More importantly, from a historical viewpoint, and as I discussed this week, corrections in the month of February tend to amass towards the end of the month.
In other words, don’t let this week’s rally fool you. It is historically very well aligned with normal early February advances. The “risk off" trade is likely telling us something important.
From a position view, Technology pushed higher last week along with Staples, Health Care, Utilities, Financials, and Materials. Discretionary and Industrials lagged while Energy broke below its 50-dma.
From the broader index positioning:
Small Caps, REIT’s, Mid Caps, Dividend Stocks and Bonds continue to flirt with their respective 50-dmas. Emerging and International markets got a lift from the weakening dollar which prompted an increase in International weightings in portfolios last week from a trading perspective.
Gold retested its 50-dma and bounced higher which is a technical improvement but remains locked in a long-term downtrend.
The table below shows thoughts on specific actions related to the current market environment.
(These are not recommendations or solicitations to take any action. This is for informational purposes only related to market extremes and contrarian positioning within portfolios. Use at your own risk and peril.)
Eight weeks ago, as suggested, we hedged our long-equity positions with deeply out-of-favor sectors of the market (Bonds, REIT’s, Staples, Utilities) which have continued to perform well in reducing overall portfolio volatility risk.

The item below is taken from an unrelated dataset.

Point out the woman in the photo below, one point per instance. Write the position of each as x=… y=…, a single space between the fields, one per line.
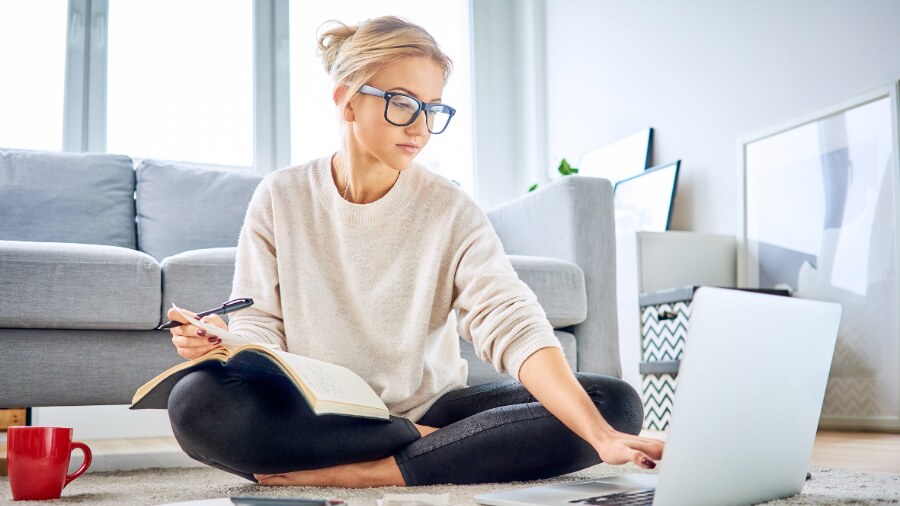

Early this past week we added two new positions from a “Trading" perspective only: IWM - Russell 2000 and VEA - International
The short-term bullish trend and technical setup required an increase in equity risk in portfolios. However, all positions maintain very tight trailing stops as the mid to longer-term dynamics of the market continue to remain very unfavorable.
As I have been warning over the last couple of months, the stronger dollar and the rise in rates should not be dismissed.
Everything is currently pointing to this being a very late stage advance, so profit taking, hedging, and rebalancing remains strongly advised.